Copie exécutoire le : à : Me Pinchaux-Doulet

- CONDAMNER la SARL IFD ainsi que tous occupants de son chef, à quitter immédiatement et sans délai lesdits locaux commerciaux. - AUTORISER madame [C] [V] veuve [J] [I] à faire procéder à l’expulsion de la SARL IFD ainsi qu’à celle de tous occupants de son chef, avec si besoin, le concours de la force publique et d’un serrurier, - DIRE que les meubles et objets se trouvant dans les lieux suivront le sort prévu par les articles L. 433-1 et suivants et R. 433-2 du code des procédures civiles d’exécution. - CONDAMNER la SARL IFD à lui payer, en deniers et quittances, une indemnité provisionnelle d’un montant de 13.750 € égale au montant des loyers dus au 7 février 2025, avec intérêts au taux légal à compter du 2 décembre 2024, date du commandement de payer, sur la somme de 13.750 euros, et de l’exploit introductif d’instance pour le surplus, - FIXER l’indemnité d’occupation due par la SARL IFD au montant du loyer conventionnel, et ce jusqu'à la libération effective des lieux et la remise des clés, - CONDAMNER en tant que de besoin la SARL IFD au règlement de cette indemnité d’occupation, - CONDAMNER la SARL IFD à payer à Madame [C] [V] veuve [J] [I] une somme de 1 500 € au titre de l’article 700 du code de procédure civile, - CONDAMNER la SARL IFD aux dépens qui comprendront notamment le coût du commandement de payer, de l’assignation, des états des privilèges et des nantissements ainsi que celui de la dénonciation aux éventuels créanciers inscrits, ainsi que les suites de la mise à exécution, outre les frais engagés au titre des saisies conservatoires pratiquées, A titre infiniment subsidiaire, Vu l’article 837 du code de procédure civile, - RENVOYER l’affaire au fond en fixant d’ores et déjà une date d’audience.

Pour exposé complet des moyens exposés par Mme [V] à l’appui de ses prétentions, il est renvoyé à ses écritures en application de l’article 455 du code de procédure civile.

La société IFD n’a pas constitué avocat.

A l’audience utile tenue le 7 mars 2025, Mme [V] a maintenu les termes de son assignation, précisant que l’état de saleté du bien impose une reprise rapide des lieux afin de désinfection. La société IFD ne s’est pas présentée, ni personne pour la représenter.

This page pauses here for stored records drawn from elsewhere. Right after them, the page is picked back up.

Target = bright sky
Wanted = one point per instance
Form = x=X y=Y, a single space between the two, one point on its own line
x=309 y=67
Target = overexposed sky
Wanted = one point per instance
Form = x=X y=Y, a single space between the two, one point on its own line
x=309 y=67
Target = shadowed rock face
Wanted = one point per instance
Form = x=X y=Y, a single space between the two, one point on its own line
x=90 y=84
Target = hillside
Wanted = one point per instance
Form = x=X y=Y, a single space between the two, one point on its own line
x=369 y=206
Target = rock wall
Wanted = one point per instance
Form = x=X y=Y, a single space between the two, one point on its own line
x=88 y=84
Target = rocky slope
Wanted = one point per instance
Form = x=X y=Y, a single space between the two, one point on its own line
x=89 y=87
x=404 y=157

Sur quoi, l'affaire a été mise en délibéré au 4 avril 2025, avancé au 14 mars 2025, pour y être prononcée la présente ordonnance par sa mise à disposition au greffe.

MOTIFS DE LA DECISION :

Aux termes de l’article 472 du code de procédure civile, lorsque le défendeur ne comparait pas, il est néanmoins statué sur le fond, le juge ne faisant droit à la demande que s’il l’estime recevable, régulière et bien fondée.

L’article 834 du code de procédure civile dispose que, dans tous les cas d’urgence, le juge peut ordonner en référé toutes les mesures qui ne se heurtent à aucune contestation sérieuse ou que justifie l’existence d’un différend.

Il peut également, dans les cas où l'obligation n'est pas sérieusement contestable, accorder une provision au créancier par application de l'article 835 du même code.